Действительно, в дверях стояло нечто такое, что трудно поддавалось классификации.
Это существо было облачено в выцветшие джинсы, прожженные во многих местах до дыр, клетчатую рубашку и лихо заломленный картуз, из-под которого свисали до глаз рыжие космы. Все это дополнялось пятнистым носом, устремленным в небо, как у ракеты перед стартом, и парой широко открытых глаз цвета морской волны в десятибалльный шторм. Пальцы с черной каймой под ногтями судорожно сжимали большой чемодан из желтой кожи.
Судя по всему, этот экземпляр украшал собой нашу планету уже не менее четырнадцати лет.
Я понял, что мне несдобровать.
— Еще бы! — сказал Космонавт, — Каждый раз перед стартом я извлекаю из самых укромных уголков корабля не меньше десятка таких парнишек. В пять лет они мастерят аккумуляторы из консервных банок, в восемь изобретают реактивный велосипед, в четырнадцать становятся звездоплавателями, а в шестнадцать наводняют редакции журналов проектами перестройки нашей Галактики. Дело в том, что мальчишки всегда…
— Вы ошибаетесь, — перебил Конструктор. — То есть, пожалуй, вы были бы правы, если бы… Видите ли, это был не совсем обычный случай… Дело в том, что сзади из-под картуза еще торчали в разные стороны две тощие косички.
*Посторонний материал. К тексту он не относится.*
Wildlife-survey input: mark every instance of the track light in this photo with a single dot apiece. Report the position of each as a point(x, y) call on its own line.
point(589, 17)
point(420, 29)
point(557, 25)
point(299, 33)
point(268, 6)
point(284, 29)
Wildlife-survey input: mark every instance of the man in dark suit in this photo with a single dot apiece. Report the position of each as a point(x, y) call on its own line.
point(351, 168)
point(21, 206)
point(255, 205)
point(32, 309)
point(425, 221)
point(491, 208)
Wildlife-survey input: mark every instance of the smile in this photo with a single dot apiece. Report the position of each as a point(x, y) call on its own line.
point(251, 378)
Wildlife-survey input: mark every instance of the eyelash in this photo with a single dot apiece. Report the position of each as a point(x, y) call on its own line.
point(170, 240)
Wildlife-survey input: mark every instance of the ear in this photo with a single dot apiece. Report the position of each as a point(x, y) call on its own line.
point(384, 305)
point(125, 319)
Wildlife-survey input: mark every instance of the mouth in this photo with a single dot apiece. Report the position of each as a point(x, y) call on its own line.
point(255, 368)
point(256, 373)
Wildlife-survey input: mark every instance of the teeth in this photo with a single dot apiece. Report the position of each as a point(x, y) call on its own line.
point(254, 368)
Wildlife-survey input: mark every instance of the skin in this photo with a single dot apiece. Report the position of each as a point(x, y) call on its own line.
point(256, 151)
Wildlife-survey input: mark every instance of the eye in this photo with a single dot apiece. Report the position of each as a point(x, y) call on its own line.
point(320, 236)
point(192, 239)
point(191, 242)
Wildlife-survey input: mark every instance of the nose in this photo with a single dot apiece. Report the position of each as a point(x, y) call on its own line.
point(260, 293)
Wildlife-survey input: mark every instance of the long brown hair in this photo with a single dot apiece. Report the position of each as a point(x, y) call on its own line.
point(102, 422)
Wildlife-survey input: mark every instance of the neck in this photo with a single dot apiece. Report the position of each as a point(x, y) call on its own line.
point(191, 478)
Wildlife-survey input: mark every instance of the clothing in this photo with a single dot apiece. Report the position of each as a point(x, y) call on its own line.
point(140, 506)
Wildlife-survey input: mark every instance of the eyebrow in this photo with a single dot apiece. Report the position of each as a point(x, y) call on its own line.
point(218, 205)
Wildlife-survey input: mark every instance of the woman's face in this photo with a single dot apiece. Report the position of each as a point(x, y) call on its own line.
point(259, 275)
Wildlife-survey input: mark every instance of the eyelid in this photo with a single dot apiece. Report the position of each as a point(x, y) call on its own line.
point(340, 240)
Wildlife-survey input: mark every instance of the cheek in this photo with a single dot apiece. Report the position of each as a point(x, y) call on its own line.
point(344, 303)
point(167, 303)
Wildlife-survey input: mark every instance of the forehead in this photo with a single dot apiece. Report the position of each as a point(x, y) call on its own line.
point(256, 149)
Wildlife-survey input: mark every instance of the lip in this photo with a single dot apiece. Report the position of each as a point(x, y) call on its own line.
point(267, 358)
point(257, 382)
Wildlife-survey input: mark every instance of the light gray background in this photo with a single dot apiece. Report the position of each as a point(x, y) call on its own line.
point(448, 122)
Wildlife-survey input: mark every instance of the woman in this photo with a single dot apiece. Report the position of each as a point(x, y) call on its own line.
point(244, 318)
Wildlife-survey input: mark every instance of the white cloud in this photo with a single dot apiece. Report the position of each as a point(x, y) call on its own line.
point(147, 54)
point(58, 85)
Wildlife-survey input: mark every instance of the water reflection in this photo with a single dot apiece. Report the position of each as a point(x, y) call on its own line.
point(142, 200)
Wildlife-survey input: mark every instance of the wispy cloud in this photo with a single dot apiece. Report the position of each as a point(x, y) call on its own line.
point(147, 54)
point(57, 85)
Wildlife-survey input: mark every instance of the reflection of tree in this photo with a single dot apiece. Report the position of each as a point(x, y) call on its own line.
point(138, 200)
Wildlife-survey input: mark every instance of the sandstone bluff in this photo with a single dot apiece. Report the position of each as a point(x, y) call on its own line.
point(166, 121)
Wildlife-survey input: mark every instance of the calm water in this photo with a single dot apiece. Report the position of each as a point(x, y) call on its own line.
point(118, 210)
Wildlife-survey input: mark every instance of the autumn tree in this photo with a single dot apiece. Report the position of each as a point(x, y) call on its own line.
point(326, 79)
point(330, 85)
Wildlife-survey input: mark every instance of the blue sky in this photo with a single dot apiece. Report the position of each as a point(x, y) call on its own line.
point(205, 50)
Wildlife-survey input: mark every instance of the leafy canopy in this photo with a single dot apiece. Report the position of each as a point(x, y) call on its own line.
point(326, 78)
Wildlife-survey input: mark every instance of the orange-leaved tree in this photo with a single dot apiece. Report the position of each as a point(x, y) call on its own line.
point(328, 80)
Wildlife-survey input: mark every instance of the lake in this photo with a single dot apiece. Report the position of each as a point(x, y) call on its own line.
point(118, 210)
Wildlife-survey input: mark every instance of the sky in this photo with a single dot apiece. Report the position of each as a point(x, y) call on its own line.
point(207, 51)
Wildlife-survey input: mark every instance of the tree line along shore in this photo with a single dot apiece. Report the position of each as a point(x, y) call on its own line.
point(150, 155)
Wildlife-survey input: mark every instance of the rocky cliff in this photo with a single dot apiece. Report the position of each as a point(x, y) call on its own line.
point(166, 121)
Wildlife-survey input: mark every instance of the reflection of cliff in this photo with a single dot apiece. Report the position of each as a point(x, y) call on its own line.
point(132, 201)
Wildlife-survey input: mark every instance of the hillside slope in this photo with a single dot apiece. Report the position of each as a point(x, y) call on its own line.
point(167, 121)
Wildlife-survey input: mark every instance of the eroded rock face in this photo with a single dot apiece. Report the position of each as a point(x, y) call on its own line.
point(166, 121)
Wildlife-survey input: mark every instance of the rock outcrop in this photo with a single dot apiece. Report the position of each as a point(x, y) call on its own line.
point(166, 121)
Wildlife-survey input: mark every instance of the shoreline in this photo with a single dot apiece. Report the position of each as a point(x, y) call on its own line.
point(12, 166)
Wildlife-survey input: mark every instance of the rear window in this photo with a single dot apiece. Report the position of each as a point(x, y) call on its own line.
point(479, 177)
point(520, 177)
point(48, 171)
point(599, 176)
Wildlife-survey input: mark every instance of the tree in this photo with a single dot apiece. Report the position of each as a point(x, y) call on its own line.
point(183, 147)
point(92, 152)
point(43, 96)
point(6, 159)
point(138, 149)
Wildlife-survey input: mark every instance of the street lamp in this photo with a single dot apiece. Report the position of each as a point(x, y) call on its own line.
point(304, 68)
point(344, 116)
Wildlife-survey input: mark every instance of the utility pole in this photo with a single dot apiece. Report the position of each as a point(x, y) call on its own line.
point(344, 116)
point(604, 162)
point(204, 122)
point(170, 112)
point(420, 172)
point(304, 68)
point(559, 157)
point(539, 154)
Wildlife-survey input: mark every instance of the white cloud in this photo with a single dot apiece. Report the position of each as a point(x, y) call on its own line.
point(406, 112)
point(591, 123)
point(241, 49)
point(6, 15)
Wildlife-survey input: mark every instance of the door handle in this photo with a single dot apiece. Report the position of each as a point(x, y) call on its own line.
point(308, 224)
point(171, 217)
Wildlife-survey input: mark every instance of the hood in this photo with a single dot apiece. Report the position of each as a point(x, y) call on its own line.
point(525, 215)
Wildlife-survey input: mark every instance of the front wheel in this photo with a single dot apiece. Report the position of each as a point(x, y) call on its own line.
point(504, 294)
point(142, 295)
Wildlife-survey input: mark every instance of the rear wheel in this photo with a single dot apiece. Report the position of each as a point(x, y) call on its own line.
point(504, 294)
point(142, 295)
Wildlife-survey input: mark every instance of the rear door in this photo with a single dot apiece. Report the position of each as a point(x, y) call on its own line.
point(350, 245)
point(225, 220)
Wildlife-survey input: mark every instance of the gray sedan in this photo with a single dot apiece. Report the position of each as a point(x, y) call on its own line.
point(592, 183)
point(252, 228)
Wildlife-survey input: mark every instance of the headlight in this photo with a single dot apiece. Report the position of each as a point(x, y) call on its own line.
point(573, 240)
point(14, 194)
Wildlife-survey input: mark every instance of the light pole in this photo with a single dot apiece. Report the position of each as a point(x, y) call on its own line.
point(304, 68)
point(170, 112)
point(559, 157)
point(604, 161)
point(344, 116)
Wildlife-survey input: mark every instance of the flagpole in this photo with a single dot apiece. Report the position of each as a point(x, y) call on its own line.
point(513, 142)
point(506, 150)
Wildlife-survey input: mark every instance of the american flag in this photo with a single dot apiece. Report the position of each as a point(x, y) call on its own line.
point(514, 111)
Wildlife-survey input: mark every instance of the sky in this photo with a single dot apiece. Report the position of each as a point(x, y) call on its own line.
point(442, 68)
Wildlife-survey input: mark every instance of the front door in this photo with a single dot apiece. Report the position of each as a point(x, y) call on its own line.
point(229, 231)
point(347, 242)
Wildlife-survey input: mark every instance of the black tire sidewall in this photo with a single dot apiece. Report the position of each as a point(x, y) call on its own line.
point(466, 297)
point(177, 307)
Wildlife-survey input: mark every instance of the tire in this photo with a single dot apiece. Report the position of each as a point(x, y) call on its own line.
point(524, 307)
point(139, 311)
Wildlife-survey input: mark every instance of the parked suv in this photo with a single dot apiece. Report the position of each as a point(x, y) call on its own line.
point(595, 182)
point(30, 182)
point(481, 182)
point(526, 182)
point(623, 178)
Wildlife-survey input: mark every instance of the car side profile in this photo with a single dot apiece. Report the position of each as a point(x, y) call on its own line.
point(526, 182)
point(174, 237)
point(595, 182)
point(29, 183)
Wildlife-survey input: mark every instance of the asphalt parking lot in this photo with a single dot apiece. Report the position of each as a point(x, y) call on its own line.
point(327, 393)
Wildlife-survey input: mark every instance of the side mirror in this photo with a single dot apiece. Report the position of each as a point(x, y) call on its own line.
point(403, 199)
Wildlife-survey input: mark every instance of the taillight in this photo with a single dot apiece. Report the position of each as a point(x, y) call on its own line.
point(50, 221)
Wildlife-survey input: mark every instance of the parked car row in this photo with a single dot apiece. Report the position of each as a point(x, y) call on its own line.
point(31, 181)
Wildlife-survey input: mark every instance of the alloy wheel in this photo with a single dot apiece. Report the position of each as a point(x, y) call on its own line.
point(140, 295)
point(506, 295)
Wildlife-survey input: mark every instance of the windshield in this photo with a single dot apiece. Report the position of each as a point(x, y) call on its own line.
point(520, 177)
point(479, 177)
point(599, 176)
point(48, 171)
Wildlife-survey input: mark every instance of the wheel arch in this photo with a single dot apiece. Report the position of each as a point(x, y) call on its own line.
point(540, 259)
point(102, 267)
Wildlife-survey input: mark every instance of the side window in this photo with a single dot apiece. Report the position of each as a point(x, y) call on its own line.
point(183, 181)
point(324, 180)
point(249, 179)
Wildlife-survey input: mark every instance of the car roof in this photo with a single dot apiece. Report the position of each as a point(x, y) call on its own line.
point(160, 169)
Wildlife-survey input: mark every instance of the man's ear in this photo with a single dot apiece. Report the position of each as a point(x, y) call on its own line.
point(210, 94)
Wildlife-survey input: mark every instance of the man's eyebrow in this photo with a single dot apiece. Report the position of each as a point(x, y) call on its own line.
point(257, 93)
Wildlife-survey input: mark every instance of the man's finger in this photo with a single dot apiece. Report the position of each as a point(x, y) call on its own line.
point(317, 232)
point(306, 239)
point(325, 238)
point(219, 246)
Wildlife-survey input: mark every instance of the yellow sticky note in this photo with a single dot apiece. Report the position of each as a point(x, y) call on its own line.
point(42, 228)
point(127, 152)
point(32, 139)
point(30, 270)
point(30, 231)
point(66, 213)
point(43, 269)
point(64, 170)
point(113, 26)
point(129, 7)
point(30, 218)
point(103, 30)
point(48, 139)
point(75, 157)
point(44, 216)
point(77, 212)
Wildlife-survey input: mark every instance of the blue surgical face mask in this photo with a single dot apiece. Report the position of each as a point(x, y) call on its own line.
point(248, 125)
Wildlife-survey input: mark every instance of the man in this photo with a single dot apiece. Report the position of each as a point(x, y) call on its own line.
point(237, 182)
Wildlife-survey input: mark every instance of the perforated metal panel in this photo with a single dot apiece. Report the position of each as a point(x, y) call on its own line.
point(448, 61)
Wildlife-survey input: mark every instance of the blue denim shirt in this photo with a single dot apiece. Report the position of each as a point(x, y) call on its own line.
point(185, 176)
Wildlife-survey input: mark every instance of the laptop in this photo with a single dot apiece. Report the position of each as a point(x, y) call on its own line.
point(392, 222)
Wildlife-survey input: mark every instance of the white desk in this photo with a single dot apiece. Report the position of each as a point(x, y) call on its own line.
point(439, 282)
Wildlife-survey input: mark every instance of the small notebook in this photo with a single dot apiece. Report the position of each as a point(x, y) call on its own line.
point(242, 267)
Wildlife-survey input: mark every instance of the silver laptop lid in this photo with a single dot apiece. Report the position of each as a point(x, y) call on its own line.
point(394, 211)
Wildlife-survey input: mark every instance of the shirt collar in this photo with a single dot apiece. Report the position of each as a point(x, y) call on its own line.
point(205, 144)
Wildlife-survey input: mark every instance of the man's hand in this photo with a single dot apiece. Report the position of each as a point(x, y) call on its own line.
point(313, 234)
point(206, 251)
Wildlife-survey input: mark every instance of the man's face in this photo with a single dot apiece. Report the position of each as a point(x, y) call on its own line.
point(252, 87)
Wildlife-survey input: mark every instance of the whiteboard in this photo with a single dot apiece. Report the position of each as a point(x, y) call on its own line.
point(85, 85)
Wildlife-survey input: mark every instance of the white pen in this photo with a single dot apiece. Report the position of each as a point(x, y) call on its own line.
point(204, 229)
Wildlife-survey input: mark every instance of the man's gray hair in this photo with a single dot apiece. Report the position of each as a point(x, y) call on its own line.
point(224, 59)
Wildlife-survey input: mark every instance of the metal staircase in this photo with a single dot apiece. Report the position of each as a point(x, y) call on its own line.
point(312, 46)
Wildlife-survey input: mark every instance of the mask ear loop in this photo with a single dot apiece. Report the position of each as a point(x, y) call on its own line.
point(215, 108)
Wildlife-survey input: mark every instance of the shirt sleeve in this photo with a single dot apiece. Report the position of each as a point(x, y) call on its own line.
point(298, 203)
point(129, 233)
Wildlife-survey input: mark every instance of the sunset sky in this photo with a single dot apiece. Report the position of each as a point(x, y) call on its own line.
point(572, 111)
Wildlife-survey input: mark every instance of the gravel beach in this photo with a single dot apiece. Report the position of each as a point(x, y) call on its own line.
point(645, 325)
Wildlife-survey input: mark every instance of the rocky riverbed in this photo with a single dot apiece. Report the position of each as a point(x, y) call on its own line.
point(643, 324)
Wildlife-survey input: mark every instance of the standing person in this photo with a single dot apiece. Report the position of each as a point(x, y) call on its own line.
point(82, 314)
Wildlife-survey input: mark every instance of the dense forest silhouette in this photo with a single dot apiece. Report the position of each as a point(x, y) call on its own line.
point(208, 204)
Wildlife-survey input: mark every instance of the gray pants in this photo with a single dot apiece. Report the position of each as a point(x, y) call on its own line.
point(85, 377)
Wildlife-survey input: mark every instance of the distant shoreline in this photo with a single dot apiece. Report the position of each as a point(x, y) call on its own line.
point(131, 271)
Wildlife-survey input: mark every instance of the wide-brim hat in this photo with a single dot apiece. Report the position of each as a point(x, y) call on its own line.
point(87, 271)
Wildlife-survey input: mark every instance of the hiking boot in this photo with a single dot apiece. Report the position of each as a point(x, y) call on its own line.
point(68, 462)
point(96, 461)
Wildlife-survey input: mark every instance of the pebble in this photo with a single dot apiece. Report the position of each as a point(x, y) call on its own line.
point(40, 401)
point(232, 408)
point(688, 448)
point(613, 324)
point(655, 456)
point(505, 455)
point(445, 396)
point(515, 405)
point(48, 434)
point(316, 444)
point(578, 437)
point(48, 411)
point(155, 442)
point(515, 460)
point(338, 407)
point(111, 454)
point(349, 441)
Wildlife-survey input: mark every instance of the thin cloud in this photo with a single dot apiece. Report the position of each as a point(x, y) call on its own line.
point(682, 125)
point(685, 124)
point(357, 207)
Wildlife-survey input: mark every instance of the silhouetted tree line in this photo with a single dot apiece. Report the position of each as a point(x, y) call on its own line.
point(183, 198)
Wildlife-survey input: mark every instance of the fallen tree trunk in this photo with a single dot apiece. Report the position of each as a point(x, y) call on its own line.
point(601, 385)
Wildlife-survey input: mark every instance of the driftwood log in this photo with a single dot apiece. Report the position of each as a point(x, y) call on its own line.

— Н-да… — сказал Космонавт.
— Она уселась, — продолжал Конструктор, — и снисходительно довела до моего сведения, что зовут ее Саша, что всю свою дальнейшую жизнь она намерена посвятить обеспечению космических полетов самой совершенной и самой надежной вычислительной техникой. В подтверждение обоснованности принятого решения из таинственного чемодана был извлечен какой-то гибрид детской гармошки с карманным приемником, и я получил право задать «машине», как она выразилась, самую-самую трудную задачу. Я поинтересовался, в каком она классе, и, примерно определив возможности конструктора, задал задачу на определение экстремальных значений функции. К моему удивлению, гармошка выдала правильный результат.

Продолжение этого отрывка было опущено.